William W. answered • 03/29/23
Experienced Tutor and Retired Engineer
a) You are correct. The maximum potential energy occurs when the spring is stretched right by 8 cm. But, since we can easily get goofed up by units here, let's keep everything in SI units and call it 0.08 m. When released, the mass will reach maximum velocity when it crosses the equilibrium position
(1/2)kx2 = (1/2)mv2
kx2 = mv2
v2 = (kx2/m)
vmax = √(kx2/m)
vmax = x√(k/m) = 0.08√(75/0,2) = 0.08√375 = 1.549 ≈ 1.55 m/s
b) The equation for position for the block is given generally in the form:
x(t) = Acos(ωt) where A is the amplitude which is the amount you stretch it (so in this case A = 0.08) and ω is the angular frequency which equals √(k/m) (so in this case ω = √(75/0.2) = √375 ≈ 19.365
That makes the equation of motion:
x(t) = 0.08cos(19.365t)
The equation for the velocity for the block is given by v(t) = -Aωsin(ωt) so, plugging in the values for this problem: v(t) = -0.08(19.365)sin(19.365t) or:
v(t) = -1.549sin(19.365t)
Since Vmax = 1.549 then a third of that is 0.5164 m/s. Thinking about this velocity in terms of the statement "the object is moving to the right, and the acceleration is positive", this would mean the abject has left the starting line, traveled left past the equilibrium position, past the far left position and is now approaching the equilibrium position again (moving right) meaning velocity is positive.
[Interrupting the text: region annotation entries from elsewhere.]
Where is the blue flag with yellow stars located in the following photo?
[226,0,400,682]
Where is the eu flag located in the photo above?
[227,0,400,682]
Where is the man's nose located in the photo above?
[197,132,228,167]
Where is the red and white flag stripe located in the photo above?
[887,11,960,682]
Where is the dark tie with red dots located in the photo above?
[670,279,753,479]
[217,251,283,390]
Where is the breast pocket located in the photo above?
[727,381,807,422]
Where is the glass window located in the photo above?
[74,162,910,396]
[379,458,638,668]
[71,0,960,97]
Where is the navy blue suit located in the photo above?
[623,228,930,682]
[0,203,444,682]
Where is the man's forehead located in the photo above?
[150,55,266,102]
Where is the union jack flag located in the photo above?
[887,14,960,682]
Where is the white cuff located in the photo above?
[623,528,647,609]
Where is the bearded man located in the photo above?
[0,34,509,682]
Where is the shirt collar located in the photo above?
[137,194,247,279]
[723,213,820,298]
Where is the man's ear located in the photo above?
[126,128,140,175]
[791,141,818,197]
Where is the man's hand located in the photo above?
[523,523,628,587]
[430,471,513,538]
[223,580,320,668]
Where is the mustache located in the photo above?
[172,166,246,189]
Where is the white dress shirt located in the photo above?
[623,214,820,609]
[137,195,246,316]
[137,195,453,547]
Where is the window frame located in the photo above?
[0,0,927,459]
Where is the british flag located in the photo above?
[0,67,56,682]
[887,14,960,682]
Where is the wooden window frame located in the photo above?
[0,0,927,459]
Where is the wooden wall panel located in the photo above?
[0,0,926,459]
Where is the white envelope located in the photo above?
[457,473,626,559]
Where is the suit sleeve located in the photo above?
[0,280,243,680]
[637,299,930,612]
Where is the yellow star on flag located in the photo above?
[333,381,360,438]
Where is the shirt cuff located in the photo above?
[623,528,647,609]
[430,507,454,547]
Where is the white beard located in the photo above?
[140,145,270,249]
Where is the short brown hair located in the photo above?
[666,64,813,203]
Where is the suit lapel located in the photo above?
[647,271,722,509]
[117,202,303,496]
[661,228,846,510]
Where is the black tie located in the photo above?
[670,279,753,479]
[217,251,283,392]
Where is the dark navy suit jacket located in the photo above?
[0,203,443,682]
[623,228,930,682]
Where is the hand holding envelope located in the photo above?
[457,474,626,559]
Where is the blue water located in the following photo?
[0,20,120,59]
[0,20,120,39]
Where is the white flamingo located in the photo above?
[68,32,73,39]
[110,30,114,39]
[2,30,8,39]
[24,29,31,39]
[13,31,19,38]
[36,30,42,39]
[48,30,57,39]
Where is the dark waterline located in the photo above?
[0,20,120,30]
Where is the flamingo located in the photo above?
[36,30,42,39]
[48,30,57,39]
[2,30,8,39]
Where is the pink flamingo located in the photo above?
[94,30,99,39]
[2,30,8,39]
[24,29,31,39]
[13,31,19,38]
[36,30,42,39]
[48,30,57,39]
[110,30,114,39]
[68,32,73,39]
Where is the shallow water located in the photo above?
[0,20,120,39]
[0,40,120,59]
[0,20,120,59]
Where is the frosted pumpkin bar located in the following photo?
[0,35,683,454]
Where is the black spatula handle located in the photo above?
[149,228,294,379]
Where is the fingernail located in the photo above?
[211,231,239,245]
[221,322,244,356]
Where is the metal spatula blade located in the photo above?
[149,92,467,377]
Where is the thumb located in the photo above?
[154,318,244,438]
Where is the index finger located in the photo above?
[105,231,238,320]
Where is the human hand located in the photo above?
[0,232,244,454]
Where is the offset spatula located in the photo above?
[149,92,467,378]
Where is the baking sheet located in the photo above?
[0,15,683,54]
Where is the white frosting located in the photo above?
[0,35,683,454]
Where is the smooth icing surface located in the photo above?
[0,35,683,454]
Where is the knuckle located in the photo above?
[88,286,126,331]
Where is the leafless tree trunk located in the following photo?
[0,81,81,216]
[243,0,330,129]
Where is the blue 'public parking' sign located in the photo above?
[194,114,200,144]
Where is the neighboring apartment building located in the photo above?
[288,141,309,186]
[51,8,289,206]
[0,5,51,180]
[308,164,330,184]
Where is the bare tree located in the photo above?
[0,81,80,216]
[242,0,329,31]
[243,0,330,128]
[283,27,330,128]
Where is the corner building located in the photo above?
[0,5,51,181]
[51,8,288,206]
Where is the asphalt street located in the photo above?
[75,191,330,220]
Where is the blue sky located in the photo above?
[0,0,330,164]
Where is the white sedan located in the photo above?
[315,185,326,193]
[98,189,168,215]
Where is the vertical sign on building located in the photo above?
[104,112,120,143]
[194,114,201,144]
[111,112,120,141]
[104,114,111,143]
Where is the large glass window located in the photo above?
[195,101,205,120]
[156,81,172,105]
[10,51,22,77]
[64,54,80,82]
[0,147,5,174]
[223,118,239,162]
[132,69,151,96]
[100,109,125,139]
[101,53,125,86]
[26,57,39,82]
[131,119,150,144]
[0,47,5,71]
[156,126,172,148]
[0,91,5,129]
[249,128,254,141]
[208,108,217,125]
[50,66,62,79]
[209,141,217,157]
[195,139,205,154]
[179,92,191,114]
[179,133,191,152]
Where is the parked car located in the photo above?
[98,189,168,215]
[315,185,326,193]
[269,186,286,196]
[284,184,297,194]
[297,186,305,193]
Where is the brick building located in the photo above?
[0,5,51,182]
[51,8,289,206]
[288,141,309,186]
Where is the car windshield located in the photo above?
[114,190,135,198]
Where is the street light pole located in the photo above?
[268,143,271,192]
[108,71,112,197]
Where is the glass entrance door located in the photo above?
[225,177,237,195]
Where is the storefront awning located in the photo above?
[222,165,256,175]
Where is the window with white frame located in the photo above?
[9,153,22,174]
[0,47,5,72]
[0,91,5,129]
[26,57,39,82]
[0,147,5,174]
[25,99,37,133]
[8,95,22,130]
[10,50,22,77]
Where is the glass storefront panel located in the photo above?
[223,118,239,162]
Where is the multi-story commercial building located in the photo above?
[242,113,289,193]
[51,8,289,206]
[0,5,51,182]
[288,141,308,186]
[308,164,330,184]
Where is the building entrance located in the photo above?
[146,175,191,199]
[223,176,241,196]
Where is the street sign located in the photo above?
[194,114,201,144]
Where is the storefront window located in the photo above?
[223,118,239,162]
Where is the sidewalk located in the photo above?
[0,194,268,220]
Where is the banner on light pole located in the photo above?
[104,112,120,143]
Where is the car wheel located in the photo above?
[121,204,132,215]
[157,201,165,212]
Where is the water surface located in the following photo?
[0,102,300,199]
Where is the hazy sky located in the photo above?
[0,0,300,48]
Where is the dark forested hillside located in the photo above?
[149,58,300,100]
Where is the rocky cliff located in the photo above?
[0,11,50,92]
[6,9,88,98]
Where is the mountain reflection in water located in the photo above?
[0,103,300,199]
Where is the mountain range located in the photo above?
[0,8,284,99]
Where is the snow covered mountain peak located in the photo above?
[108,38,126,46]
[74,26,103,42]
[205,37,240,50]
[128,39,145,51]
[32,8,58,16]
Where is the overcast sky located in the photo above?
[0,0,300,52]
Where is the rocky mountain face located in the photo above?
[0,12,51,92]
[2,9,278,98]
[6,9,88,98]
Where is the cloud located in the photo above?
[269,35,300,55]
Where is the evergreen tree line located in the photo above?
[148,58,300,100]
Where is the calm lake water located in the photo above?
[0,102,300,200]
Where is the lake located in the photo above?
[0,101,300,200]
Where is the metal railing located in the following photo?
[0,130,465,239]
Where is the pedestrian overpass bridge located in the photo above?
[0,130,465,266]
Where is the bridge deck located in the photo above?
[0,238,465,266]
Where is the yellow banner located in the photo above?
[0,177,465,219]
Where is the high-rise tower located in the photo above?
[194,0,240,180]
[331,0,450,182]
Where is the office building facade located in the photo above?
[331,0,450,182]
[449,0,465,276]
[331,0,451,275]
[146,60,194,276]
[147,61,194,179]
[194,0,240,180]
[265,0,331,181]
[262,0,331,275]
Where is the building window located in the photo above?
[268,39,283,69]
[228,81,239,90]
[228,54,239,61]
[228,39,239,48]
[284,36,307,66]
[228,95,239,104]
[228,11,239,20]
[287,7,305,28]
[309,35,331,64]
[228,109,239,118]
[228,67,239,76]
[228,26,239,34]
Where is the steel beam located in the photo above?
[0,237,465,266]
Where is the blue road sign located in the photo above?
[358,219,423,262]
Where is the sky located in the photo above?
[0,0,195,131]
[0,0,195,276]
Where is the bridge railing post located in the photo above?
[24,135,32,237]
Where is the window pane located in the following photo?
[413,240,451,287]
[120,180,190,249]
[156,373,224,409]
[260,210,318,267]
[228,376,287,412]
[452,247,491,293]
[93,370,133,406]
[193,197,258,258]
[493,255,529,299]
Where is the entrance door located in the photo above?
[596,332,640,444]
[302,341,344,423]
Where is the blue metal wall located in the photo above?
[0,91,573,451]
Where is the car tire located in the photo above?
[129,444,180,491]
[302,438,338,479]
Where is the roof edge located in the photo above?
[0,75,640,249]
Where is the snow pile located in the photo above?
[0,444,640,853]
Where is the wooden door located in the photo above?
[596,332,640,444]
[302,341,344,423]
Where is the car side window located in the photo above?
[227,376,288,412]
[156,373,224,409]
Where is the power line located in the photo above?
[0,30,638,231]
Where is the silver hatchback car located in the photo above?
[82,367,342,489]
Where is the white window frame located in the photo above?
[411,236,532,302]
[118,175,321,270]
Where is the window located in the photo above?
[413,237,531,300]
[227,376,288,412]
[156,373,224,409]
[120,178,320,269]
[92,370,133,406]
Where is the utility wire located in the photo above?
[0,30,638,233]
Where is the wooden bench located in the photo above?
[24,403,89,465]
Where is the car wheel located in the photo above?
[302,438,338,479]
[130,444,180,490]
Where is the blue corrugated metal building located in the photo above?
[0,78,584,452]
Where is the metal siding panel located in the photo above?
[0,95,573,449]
To find the time, plug in v = 0.5164:
0.5164 = -1.549sin(19.365t)
-1/3 = sin(19.365t)
sin-1(-1/3) = sin-1(sin(19.365t))
Plugging in sin-1(-1/3) into the calculator, we get -0.33984 BUT this is a little problematic in this case because it gave us the result in Q4 (typical answer for sin-1) BUT, we are looking for the answer in Q3 to correspond to the description we got so we need to take the value +0.33984 and add it to π to get he equivalent position in Q3 giving us 3.4814. To verify, try sin(3.4814) and you see you get -1/3. So:
3.4814 = 19.365t
t = 0.17978 s
Now to find the location, plug that value of "t" into the position equation:
x(0.17978) = 0.08cos(19.365•0.17978) = -0.0754 cm or 7.54 cm left of the equilibrium position
To get the value of the spring potential energy at this point, you can use EP = 1/2kx2
EP = (1/2)(75)(0.0754)2 = 0.2133 j
We can check that answer by taking the total energy (1/2)(75)(0.08)2 = 0.24 j and subtract off the kinetic energy (1/2)mv2 = (1/2)(0.2)(0.5164)2 = 0.0267:
0.24 - 0.0267 = 0.2133 j so it checks out.